While Timothy Dalton and Pierce Brosnan both made attempts to make the character a bit more grounded, elements of Moore’s years lingered. It wasn’t until Casino Royale in 2006 that James Bond returned to his basics, and in fact the very beginning. The film stayed very close to the thread of the novel, and Daniel Craig showed Bond as somewhat inexperienced, a little raw and unrefined; he isn’t wearing the suit until Vesper puts him in it, and even then he’s not comfortable with it at first. Even Roger Moore himself praised the new Bond. After re-establishing himself, though, Bond struggled to find his identity in the day and age of Jason Bourne, with this film and Quantum of Solace only standing out because of Craig and his character’s relationship with Dame Judi Dench as M.
While the last two films seemed to focus mostly on Bond being an international force for good, even if he is somewhat brutish in his ultimate methods, Skyfall looks to be bringing things home. Even the brief glimpse of the teaser released this week shows a Bond we may not have seen in years, if we’ve seen him before at all:
Other than the plethora of very British images, the fantastic word association bit lets us just a bit into Bond’s mind. When confronted with the word ‘Skyfall’, Bond does not betray emotion or flip the table; he simply, politely, and firmly ends the session and walks away. We see international locals with a very definite sense of identity (something Quantum of Solace was lacking) and Bond appears to be very calmly and confidently going about his business. I know it’s just a teaser, and it never does to get one’s hopes up, it seems clear to me that director Sam Mendes (American Beauty, Road to Perdition, Jarhead) and cinematographer Roger Deakins (The Shawshank Redemption, Fargo, Jarhead, True Grit) are on to something.

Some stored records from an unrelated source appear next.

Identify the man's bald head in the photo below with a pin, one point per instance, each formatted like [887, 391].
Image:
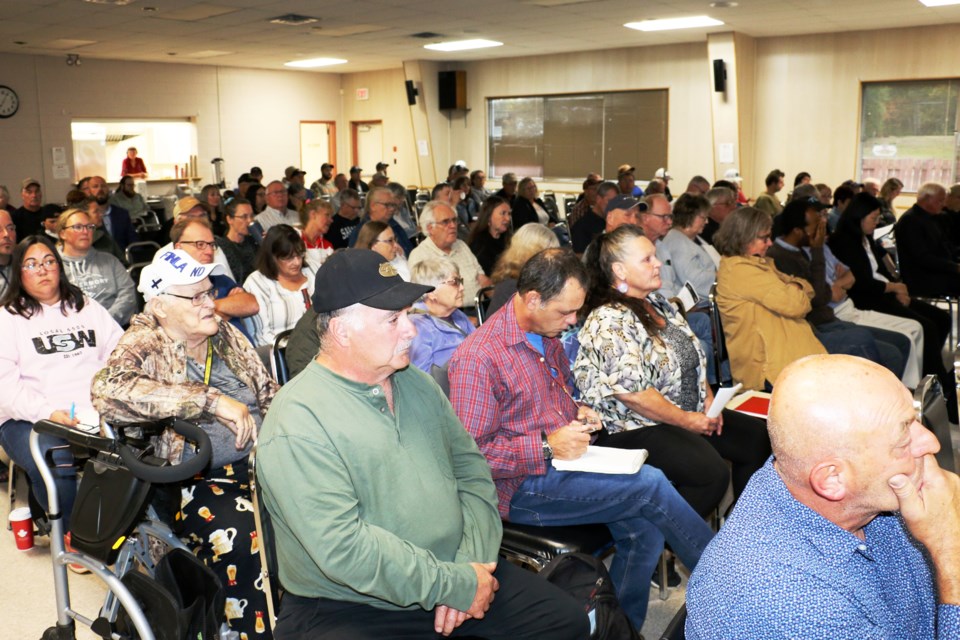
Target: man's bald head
[826, 406]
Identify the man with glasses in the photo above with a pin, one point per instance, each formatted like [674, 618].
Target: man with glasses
[439, 221]
[381, 206]
[345, 220]
[722, 202]
[194, 236]
[239, 245]
[276, 211]
[116, 220]
[658, 218]
[8, 240]
[27, 218]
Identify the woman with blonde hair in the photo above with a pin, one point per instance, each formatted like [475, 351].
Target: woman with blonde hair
[100, 275]
[380, 237]
[316, 217]
[763, 310]
[527, 242]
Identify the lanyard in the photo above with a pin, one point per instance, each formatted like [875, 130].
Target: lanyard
[208, 366]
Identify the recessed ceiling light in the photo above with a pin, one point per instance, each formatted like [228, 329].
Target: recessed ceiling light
[314, 62]
[674, 23]
[462, 45]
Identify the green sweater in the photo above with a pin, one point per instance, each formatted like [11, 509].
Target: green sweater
[373, 507]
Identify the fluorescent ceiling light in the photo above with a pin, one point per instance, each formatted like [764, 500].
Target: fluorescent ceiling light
[314, 62]
[462, 45]
[668, 24]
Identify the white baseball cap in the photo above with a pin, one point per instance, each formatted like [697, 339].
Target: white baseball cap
[172, 267]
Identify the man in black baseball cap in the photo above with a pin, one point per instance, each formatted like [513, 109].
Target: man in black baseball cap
[385, 512]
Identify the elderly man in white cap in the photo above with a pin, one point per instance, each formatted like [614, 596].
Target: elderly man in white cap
[384, 509]
[180, 359]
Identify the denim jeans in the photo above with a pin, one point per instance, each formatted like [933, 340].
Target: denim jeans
[641, 510]
[15, 440]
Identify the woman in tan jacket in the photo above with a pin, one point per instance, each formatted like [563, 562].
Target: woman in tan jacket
[763, 310]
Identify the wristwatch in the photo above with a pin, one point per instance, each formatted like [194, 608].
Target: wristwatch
[547, 449]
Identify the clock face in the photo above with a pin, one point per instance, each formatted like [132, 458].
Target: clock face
[9, 102]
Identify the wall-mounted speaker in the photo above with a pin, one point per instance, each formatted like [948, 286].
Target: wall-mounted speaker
[719, 76]
[412, 93]
[452, 89]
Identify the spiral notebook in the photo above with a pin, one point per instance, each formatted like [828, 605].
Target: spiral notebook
[605, 460]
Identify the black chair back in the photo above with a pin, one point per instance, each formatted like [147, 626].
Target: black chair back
[280, 370]
[719, 340]
[482, 303]
[931, 407]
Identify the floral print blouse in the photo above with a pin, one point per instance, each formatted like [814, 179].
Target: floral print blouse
[617, 356]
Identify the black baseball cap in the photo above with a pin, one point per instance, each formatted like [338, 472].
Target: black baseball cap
[625, 202]
[364, 276]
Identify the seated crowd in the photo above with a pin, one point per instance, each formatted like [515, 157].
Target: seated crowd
[409, 431]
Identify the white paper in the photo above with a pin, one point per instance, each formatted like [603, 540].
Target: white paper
[722, 397]
[880, 232]
[89, 420]
[688, 296]
[605, 460]
[725, 152]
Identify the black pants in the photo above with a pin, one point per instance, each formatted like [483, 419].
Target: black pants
[526, 606]
[696, 464]
[936, 327]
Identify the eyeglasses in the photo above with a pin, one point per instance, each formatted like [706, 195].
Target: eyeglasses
[196, 299]
[203, 245]
[49, 264]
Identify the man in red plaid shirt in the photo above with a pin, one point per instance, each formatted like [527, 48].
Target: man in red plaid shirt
[511, 386]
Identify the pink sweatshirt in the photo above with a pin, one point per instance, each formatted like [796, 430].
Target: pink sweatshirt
[48, 361]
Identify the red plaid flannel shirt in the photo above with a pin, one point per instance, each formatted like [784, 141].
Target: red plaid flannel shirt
[503, 391]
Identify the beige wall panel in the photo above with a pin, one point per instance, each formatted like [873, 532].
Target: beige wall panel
[387, 102]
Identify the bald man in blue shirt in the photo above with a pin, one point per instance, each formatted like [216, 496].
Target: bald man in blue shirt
[851, 530]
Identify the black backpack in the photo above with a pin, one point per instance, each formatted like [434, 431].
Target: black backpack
[586, 579]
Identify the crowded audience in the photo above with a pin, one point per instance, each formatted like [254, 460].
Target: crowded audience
[378, 286]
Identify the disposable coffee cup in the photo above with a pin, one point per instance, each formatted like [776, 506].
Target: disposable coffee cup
[22, 526]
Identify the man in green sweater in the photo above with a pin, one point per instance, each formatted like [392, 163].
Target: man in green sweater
[384, 510]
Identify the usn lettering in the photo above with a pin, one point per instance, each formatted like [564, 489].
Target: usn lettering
[65, 342]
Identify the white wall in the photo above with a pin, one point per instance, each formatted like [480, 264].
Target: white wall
[245, 116]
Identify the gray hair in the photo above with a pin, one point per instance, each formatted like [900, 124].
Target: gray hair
[930, 190]
[434, 271]
[428, 215]
[721, 194]
[323, 320]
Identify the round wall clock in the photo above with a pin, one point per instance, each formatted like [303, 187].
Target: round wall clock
[9, 102]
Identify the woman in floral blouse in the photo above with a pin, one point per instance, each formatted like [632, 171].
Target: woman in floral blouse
[642, 369]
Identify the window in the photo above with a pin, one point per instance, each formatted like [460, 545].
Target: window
[568, 136]
[168, 147]
[908, 130]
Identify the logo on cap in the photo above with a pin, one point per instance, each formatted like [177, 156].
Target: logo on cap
[387, 270]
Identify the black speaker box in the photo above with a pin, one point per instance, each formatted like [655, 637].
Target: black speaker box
[452, 90]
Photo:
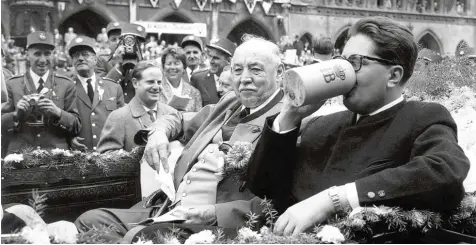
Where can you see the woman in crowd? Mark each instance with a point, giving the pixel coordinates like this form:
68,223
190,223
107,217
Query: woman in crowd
175,92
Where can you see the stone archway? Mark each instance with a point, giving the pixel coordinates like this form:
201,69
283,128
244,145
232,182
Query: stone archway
86,22
430,41
248,26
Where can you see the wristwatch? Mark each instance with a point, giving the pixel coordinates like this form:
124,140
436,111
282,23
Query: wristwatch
334,195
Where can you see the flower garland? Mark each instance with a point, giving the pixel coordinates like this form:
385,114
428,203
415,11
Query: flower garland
60,157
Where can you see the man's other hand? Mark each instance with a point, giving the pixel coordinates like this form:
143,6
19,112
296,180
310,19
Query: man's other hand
23,107
48,108
157,151
291,116
304,215
205,215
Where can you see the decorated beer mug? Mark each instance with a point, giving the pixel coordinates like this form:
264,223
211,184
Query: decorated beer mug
313,83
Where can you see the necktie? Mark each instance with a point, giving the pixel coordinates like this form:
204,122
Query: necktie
152,115
90,90
40,87
228,128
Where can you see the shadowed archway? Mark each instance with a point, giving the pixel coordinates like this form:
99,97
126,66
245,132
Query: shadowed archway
85,22
248,26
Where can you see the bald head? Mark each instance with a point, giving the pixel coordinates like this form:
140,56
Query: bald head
256,67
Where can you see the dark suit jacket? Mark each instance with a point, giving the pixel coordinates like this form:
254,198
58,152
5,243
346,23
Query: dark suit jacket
204,81
55,133
122,125
197,132
405,156
93,115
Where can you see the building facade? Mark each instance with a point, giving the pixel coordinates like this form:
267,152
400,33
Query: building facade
437,24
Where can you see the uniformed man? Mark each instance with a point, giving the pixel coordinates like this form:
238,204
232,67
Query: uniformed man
105,64
97,97
193,47
43,111
220,52
118,74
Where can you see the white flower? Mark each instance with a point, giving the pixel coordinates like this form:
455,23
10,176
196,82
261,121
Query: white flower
330,234
172,240
37,235
143,242
203,237
13,158
63,232
61,152
246,233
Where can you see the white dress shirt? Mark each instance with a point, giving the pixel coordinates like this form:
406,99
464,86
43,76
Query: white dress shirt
36,78
350,188
84,82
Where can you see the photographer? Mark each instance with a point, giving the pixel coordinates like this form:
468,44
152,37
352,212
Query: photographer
43,110
126,56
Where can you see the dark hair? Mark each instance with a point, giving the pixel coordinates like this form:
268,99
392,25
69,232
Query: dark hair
177,53
141,66
323,45
394,41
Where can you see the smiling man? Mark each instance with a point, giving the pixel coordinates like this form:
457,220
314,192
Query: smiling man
220,52
144,108
45,121
97,97
382,151
203,194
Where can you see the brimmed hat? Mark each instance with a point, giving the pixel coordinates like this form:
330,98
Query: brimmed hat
40,37
134,29
192,39
81,42
223,45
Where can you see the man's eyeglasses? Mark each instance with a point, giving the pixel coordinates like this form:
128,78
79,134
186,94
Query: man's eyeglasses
356,60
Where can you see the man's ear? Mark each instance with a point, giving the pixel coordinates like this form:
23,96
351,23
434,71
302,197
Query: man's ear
135,83
395,76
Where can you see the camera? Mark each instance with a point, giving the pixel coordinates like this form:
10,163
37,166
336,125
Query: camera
131,52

This is the most excited I’ve been for a Bond film in quite some time. I look forward to seeing it in October.
May 24, 2012 at 1:48 pm
It often surprises people how much a prick Bond comes across as in the books. It took Fleming a long time to defrost the guy, and it isn’t until Goldfinger that he finally started letting the guy soften up enough to crack jokes. Goldfinger is probably the most familiar iteration of Bond to the movie goers.
Saying that, Goldfinger (the film) is an astonishing cultural artefact. It depicts the an idealised man from 40 years ago – one who smokes none stop, sexually harasses women without trouble, and rapes a lesbian in what is clearly meant to be a quirky, funny scene. There is so much moral dissonance, I am surprised tvs still show it. I rate it along with Birth of a Nation or Songs of the South in terms of how it has aged, and how un-PC it has become.